Jacob Weisberg at Slate has an ongoing "Bushism of the Day" feature. Today's is here, and quoting it in full, it is:
"I tell people, let's don't fear the future, let's shape it."Now the point of "Bushisms" is to draw attention to the President saying illogical and ungrammatical things. There are people who (apparently) derive loads of amusement from this, and Weisberg has a mini-publishing empire going on the topic:
Click to buy George W. Bushisms: The Slate Book of The Accidental Wit and Wisdom of our 43rd President; More George W. Bushisms; Still More George W. Bushisms; the Deluxe Election Edition Bushisms; and the George W. Bushisms 2005 Day-to-Day Calendar.… you have to be a devoted Bushisms fan to buy the 2005 calendar, I suppose, but even if you're tempted, clicking the link shows that it's unavailable from Amazon.
But back to today's quotation.
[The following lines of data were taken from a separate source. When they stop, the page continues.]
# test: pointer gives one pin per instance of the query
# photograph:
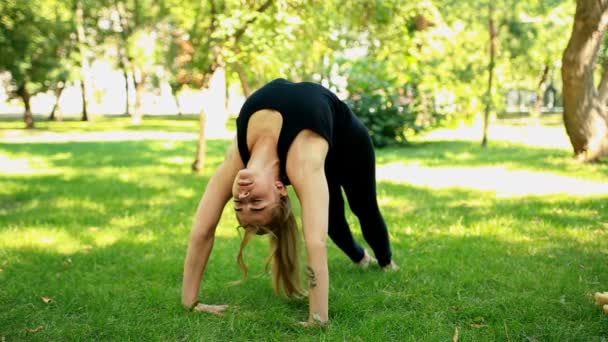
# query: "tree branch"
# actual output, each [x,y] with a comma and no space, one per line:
[603,87]
[239,33]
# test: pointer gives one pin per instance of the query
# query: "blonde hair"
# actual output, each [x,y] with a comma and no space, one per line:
[284,241]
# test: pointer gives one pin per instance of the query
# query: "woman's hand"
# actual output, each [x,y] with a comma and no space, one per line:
[212,309]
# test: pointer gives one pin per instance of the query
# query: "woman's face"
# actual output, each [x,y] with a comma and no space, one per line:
[255,194]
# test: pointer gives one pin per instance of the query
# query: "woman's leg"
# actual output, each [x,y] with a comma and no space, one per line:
[339,230]
[358,177]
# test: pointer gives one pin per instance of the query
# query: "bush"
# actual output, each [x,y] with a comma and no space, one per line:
[390,112]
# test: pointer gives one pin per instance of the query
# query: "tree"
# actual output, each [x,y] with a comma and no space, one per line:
[204,40]
[585,103]
[32,37]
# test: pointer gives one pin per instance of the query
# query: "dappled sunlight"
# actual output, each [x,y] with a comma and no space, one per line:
[43,238]
[77,205]
[21,136]
[496,179]
[26,166]
[530,135]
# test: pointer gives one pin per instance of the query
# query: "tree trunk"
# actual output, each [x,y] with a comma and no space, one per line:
[139,79]
[244,81]
[126,76]
[85,114]
[201,148]
[28,118]
[486,116]
[58,92]
[84,61]
[540,93]
[585,106]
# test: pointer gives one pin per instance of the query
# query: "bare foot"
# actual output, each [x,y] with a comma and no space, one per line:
[392,267]
[367,260]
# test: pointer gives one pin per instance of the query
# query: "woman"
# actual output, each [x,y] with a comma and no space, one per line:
[299,134]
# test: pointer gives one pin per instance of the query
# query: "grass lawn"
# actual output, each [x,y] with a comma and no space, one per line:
[93,235]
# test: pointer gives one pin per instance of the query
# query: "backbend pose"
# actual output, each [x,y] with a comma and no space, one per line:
[299,134]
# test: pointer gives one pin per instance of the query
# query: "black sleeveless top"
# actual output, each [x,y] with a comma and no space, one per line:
[303,106]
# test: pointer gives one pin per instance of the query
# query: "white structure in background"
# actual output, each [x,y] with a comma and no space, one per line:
[214,102]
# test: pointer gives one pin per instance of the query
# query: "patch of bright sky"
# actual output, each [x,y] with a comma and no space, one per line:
[497,179]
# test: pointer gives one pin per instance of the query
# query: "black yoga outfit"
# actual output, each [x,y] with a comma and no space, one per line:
[350,162]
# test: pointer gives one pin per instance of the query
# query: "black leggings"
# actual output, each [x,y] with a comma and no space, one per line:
[352,167]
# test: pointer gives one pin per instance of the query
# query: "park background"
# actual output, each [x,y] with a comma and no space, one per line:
[114,115]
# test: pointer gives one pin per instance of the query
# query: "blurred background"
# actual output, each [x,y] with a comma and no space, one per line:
[403,66]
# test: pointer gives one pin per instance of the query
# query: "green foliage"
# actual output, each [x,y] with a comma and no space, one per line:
[35,42]
[101,228]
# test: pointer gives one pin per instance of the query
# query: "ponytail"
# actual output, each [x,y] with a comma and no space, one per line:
[284,241]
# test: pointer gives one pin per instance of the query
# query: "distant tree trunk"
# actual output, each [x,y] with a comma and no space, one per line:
[244,81]
[585,106]
[58,92]
[139,79]
[84,61]
[28,118]
[201,148]
[540,93]
[85,114]
[486,116]
[125,74]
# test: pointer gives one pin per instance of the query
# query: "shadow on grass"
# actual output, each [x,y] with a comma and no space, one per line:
[131,290]
[492,267]
[471,154]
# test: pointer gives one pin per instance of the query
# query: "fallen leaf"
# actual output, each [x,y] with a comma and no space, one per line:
[35,330]
[456,337]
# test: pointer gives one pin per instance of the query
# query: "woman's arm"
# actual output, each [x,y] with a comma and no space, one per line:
[211,205]
[307,174]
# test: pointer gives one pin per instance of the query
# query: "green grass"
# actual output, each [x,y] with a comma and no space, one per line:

Apparently the thing we're supposed to laugh at is the "let's don't" construction.
The problem is, there's nothing wrong with that. Checking the Google shows that it's very common, with 177,000 hits. And one of those hits is to the appropriate entry in The Columbia Guide to Standard American English, which deems the usage "Standard".
I've remarked before that Weisberg seems pretty desperate to keep this "Bushisms" shtick going. This is just more confirming evidence.
[update: Great minds think alike. Professor Volokh's especially good on Bushisms, and much more polite than I.]